Polyacrylamide (30% hydrolysed) is an anionic polymer that can induce flocculation in kaolinite at very low concentrations. Restabilisation occurs by ‘overdosing’, probably by the mechanism outlined in Fig. 6.38. Dosages of polymer that are sufficiently large to saturate the colloidal surfaces produce a stable colloidal system, since no sites are available for the formation of interparticle bridges. Under certain conditions, physical agitation of the system can lead to breaking of polymer–suspension bonds and to a change in the state of the system.

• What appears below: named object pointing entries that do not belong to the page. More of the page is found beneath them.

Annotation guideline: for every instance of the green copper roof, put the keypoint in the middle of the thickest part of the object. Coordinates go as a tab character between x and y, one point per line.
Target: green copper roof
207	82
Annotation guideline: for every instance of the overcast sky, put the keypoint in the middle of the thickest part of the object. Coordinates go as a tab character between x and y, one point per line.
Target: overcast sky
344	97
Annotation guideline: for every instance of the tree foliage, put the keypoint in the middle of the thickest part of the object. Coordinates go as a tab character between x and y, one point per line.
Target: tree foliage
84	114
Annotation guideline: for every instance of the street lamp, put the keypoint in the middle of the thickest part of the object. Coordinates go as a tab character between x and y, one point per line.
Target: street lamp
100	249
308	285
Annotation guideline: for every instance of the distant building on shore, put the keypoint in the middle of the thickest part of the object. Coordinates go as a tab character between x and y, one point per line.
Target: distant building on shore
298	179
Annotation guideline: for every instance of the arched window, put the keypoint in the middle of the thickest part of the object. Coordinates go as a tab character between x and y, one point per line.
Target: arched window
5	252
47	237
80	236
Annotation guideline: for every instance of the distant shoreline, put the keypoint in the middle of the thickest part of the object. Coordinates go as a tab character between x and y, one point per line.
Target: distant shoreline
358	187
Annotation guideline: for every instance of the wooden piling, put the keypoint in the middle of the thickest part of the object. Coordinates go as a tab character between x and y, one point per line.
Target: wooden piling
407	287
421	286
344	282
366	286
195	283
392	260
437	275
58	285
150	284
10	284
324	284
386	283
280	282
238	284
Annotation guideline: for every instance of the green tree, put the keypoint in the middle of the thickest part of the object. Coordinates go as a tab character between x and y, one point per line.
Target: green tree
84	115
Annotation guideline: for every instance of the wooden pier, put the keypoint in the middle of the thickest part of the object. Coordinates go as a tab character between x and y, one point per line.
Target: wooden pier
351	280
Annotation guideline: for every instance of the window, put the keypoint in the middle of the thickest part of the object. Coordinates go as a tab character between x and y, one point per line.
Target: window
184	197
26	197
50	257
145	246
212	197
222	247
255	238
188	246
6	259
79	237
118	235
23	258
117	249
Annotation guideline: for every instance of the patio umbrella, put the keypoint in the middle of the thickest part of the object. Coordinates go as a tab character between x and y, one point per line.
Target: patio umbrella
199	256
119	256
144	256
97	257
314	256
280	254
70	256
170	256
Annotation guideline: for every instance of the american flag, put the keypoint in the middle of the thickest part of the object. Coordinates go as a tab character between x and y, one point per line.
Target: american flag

6.5.2 Extemporaneous suspensions

Extemporaneous preparation of suspensions of drugs is still widely practised in hospital pharmacies, particularly to prepare dose forms for paediatric use when either a commercial product is unavailable or the dose has to be adjusted or the child cannot swallow tablets or capsules, as discussed in Chapter 10. Drugs such as acetazolamide, amiodarone and mercaptopurine are examples. In such formulations, alternatives to traditional suspending agents are required. The ideal suspending agent should:

• be readily and uniformly incorporated in the formulation
  
• be readily dissolved or dispersed in water without resort to special techniques
  
• ensure the formation of a loosely packed system that does not cake
  
• not influence the dissolution rate or absorption rate of the drug
  
• be inert, non-toxic and free from incompatibilities.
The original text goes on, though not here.